Broadcasters and direct-to-consumer (DTC) services will continue to battle for sports rights that can anchor programming and fuel growth.
Sports organisations may feature ultra-wealthy owners, but they are not immune to budget pressures, especially from macroeconomic conditions. What’s more, the overall economic slowdown has led to a surge in borrowing costs. Ripples are felt throughout the sports and media sectors, impacting sponsors, suppliers and partners – the entire ecosystem.
In 2024, broadcasters and direct-to-consumer (DTC) services will continue to battle for sports rights that can anchor programming and fuel growth. DTC services already complement (and occasionally challenge) traditional TV providers in sports markets worldwide, and will become an even more critical part of the future media mix for many sports leagues. LIV Golf brought its upstart approach not just to the links but to distribution, pivoting to ubiquitous global streaming and linear tie-ups with aggressive networks looking to fuel their own growth.
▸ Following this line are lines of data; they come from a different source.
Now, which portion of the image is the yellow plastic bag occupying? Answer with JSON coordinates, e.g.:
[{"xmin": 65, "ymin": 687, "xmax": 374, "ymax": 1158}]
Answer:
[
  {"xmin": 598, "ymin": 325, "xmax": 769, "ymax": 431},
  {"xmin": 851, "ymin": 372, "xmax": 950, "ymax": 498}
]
The trend toward more media fragmentation, combined with the increasing involvement of institutional investors and sovereign wealth funds in sports, will fuel rising rights valuations, requiring rights holders to find ways to monetise both live and accompanying content fully while engaging viewers in new, compelling ways in 2024. 2024 will also see the acceleration of players becoming their own brands, with teams and leagues buoyed by big-name global stars such as Neymar, Karim Benzema and Riyad Mahrez, who recently followed Cristiano Ronaldo into the Saudi Pro League. We expect traditional leagues in all sports to find new ways beyond head-snapping salaries to tie talent to clubs and leagues and mutually leverage their star appeal.